June 27, 2014 — Governor Deval Patrick has signed Massachusetts’ breast density inform bill into law (Chapter 150) this week, making Massachusetts the 18th state to enact a such legislation.
This raises to 56 percent the number of American women living in states with mandatory breast density notification. States with legislation still active include Delaware, Kentucky, Michigan, Ohio and South Carolina.
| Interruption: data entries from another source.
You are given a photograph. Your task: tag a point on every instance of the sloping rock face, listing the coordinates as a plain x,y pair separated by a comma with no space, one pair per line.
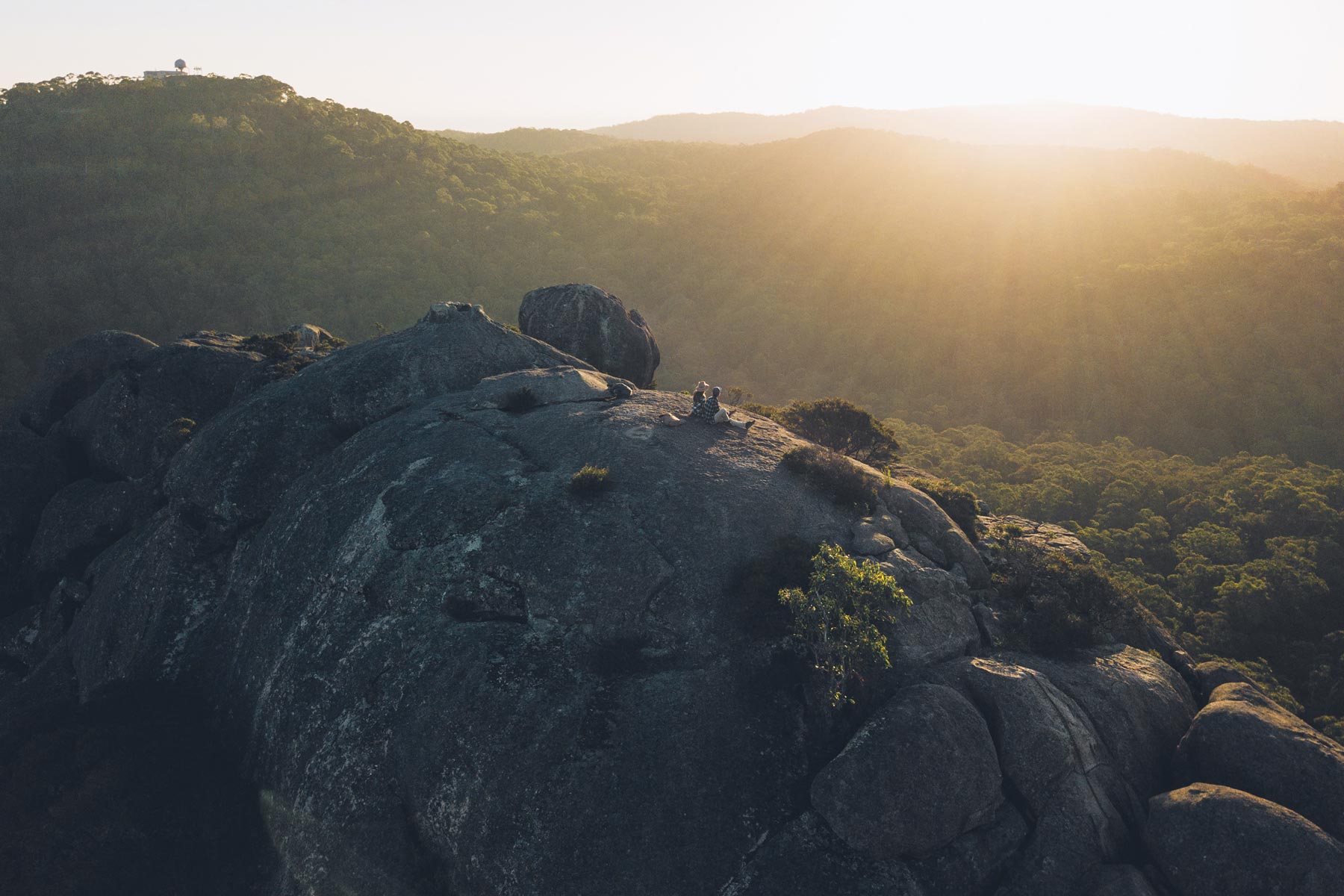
1245,741
920,774
591,324
366,593
1218,841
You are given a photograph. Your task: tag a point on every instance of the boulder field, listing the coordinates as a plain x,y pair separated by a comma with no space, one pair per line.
334,621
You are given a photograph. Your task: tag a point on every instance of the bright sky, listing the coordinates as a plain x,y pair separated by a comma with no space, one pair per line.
490,65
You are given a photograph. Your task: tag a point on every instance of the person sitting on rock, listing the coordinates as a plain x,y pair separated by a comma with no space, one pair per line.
707,410
697,403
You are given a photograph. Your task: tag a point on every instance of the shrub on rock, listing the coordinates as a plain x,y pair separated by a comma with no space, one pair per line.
591,481
841,615
841,426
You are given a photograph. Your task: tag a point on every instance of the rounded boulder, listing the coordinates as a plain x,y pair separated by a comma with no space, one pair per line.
594,326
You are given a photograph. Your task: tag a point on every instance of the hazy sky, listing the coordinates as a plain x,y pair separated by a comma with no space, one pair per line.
577,63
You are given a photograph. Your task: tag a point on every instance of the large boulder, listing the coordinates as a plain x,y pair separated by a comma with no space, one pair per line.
920,774
73,374
1058,770
1245,741
443,665
121,425
591,324
1121,880
806,859
33,470
1218,841
78,523
257,448
1139,706
369,585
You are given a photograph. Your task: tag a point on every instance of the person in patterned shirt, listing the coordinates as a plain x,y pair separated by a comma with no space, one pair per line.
707,410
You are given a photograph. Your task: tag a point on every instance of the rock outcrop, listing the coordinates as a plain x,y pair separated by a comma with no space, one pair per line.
1245,741
1218,841
594,326
359,588
920,774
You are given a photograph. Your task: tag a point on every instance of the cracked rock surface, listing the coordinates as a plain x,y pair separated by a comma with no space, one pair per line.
369,597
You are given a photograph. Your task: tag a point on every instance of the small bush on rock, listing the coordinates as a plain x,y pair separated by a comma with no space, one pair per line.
840,618
841,426
957,501
591,481
833,474
519,401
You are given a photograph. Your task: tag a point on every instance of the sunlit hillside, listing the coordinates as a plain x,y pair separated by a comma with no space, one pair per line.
1180,301
1307,151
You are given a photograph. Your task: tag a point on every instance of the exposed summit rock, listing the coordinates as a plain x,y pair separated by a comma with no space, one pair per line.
591,324
920,774
1243,739
361,588
1218,841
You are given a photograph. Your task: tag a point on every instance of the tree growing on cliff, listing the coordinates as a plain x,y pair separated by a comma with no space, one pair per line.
841,426
841,615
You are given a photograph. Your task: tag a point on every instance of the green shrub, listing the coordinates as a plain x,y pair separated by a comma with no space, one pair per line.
841,426
591,481
519,401
1054,603
957,501
833,474
840,618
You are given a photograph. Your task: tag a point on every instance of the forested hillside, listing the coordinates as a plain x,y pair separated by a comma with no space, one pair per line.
1162,296
1239,558
544,141
1307,151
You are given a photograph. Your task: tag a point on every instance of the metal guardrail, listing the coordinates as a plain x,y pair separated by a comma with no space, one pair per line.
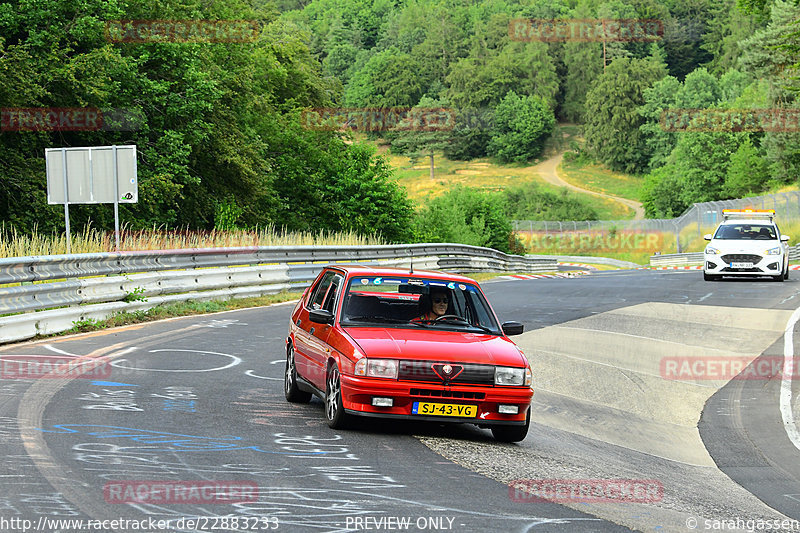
693,258
596,260
95,286
702,217
696,258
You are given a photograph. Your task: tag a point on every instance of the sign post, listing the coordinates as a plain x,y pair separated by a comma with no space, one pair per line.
92,175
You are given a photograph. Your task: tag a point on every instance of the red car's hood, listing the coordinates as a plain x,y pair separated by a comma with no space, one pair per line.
431,345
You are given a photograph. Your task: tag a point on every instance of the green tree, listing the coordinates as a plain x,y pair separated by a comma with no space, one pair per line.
658,99
584,63
748,172
522,124
467,216
612,118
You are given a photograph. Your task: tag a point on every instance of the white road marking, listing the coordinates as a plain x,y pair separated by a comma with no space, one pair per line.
252,374
235,361
786,381
56,350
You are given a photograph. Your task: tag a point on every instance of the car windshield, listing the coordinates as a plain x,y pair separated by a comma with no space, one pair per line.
746,232
406,302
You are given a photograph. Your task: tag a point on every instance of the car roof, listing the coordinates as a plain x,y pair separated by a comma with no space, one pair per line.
367,270
747,222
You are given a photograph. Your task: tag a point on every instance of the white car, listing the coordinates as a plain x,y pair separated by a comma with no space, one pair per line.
746,243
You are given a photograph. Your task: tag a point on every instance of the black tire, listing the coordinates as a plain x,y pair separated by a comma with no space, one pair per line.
291,390
512,433
334,411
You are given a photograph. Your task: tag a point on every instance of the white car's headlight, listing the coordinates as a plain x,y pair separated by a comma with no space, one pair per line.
512,376
376,368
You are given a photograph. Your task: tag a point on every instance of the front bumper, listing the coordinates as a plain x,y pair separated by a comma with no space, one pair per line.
357,394
767,265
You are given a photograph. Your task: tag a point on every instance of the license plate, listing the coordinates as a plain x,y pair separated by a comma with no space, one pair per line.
444,409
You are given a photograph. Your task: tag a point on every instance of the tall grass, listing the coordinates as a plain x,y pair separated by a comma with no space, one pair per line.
88,240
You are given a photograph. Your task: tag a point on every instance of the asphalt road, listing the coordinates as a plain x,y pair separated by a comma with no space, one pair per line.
199,399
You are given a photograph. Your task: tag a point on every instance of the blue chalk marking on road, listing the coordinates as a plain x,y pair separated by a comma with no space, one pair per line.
174,442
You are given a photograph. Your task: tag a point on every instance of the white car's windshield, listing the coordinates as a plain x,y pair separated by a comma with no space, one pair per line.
746,232
416,303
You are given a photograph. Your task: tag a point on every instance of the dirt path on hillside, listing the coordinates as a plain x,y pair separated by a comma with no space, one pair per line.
548,170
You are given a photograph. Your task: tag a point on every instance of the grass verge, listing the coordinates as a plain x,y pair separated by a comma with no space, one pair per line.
595,177
187,308
90,240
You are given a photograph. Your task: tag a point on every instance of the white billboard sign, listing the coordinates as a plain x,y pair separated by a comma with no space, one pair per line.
94,175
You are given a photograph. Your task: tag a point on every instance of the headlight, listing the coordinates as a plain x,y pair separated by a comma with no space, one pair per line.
512,376
376,368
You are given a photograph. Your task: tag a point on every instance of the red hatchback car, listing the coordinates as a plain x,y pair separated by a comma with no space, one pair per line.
391,343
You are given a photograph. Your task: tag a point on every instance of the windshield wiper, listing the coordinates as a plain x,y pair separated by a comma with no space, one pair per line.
458,321
385,319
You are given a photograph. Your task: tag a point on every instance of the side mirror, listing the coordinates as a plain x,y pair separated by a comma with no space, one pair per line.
512,328
320,316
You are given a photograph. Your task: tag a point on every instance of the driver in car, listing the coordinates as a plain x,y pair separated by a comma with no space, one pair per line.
433,305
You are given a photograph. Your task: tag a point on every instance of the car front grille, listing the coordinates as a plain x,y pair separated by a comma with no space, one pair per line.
470,374
729,269
741,258
467,395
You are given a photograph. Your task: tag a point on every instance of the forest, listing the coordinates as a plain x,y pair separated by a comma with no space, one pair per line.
222,143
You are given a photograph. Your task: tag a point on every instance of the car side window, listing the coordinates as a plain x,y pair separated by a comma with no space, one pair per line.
320,291
329,301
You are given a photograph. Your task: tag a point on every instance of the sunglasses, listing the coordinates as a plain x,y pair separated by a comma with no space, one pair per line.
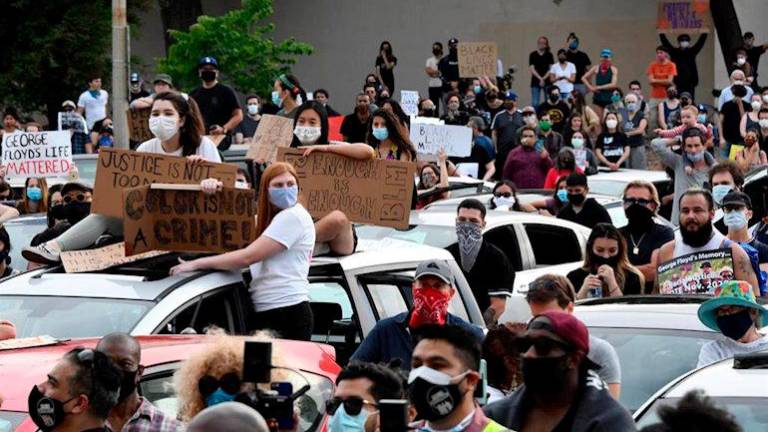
352,405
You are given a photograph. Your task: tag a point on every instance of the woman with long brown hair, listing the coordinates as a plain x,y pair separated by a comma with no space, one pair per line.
279,257
607,271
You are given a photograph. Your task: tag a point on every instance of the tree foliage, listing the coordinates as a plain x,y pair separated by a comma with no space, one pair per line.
248,57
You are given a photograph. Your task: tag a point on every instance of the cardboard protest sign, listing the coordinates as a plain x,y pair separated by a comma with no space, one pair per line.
185,220
375,192
409,101
89,260
37,154
138,124
683,16
696,273
428,138
273,132
477,59
120,169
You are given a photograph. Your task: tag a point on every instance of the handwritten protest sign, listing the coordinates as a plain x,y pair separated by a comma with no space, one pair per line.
138,124
696,273
37,154
273,132
89,260
683,16
156,217
376,192
409,101
477,59
428,138
120,169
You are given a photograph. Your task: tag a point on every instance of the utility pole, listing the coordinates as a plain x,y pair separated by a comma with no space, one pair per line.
120,72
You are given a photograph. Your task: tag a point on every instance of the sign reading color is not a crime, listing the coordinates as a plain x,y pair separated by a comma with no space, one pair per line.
186,219
376,192
121,169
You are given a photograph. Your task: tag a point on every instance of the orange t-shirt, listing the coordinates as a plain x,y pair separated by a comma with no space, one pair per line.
660,71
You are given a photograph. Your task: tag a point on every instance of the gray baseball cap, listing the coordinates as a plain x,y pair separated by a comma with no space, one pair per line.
435,268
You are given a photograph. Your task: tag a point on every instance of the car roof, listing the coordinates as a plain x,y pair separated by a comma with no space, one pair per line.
22,368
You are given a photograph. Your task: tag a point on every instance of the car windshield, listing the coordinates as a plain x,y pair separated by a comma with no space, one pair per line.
431,235
71,317
749,412
650,358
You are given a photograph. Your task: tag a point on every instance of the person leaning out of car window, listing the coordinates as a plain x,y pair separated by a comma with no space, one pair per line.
606,271
278,259
735,313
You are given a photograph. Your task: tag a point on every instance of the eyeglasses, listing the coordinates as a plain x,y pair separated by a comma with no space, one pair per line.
641,201
352,405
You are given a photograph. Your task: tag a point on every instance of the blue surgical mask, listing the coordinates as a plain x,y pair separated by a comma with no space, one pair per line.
284,197
380,133
34,193
719,192
343,422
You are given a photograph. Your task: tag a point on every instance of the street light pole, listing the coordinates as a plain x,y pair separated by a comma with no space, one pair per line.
120,73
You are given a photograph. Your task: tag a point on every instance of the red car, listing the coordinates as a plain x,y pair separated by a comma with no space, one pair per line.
20,369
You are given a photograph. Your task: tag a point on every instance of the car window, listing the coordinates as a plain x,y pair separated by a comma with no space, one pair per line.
543,237
71,317
650,358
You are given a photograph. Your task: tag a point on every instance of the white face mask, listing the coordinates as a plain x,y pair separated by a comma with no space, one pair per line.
307,134
164,127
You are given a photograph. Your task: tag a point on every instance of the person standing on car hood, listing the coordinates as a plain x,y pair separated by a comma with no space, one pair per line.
561,391
735,313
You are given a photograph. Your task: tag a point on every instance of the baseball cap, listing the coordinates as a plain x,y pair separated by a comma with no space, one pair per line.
435,268
163,78
737,198
208,60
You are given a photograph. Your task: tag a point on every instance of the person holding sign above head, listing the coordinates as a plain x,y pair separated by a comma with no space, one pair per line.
176,134
279,257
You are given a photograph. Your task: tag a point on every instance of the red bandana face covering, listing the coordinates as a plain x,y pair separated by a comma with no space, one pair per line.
430,306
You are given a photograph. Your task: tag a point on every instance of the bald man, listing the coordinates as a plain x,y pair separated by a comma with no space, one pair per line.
132,413
232,416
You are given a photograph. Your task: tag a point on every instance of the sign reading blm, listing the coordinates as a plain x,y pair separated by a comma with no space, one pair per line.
376,192
121,169
37,154
477,59
183,220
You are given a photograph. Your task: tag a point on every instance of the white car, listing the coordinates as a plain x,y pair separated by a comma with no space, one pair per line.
738,385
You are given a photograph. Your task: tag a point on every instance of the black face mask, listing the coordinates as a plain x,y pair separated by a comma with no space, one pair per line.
697,238
576,199
208,76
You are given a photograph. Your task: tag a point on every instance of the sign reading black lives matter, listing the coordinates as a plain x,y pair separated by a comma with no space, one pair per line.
376,192
696,273
184,219
37,154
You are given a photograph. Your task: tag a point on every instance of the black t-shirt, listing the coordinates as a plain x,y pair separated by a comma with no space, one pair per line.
612,145
591,214
540,62
581,60
216,104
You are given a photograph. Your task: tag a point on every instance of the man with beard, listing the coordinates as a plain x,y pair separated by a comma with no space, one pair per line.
697,234
132,413
486,268
643,235
561,391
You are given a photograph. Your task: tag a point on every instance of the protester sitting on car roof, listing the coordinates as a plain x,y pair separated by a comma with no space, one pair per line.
735,313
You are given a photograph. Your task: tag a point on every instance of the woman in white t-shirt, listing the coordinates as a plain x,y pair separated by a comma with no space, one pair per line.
177,133
279,257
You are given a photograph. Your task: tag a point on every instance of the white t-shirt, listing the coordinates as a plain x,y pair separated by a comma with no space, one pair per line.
206,149
560,72
726,347
281,280
434,82
95,108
Approximately 40 percent of women have breast tissue categorized as dense, meaning relatively little fat and more connective and glandular tissue. Dense tissue can compromise the effectiveness of a mammogram and has also been cited as an independent risk factor for the development of breast cancer. As the American Cancer Society notes in Breast Cancer Facts and Figures, 2013-2014, “The risk of breast cancer increases with increasing breast density; women with very high density have a four to six fold increased risk of breast cancer compared to women with the least dense breasts.”
On the federal regulatory level, a Breast Density Reporting amendment to the Mammography Quality Standards Act (MQSA) is scheduled as a “Notice of Proposed Rulemaking” in 2014. On the federal legislative front, Reps. DeLauro (CT) and Israel (NY) have introduced the Breast Density and Mammography Reporting Act of 2013 (HR 3404).
Breast Density is also a topic of increasing awareness outside of the United States. Canada has introduced bill C-314, An Act Respecting the awareness of screening among women with dense breast tissue and the U.K. has seen the emergence of a patient advocacy campaign.
States with breast density inform laws in order of enactment include Connecticut, Texas, Virginia, New York, California, Hawaii, Maryland, Tennessee, Alabama, Nevada, Oregon, North Carolina, Pennsylvania, New Jersey, Arizona, Minnesota and Rhode Island.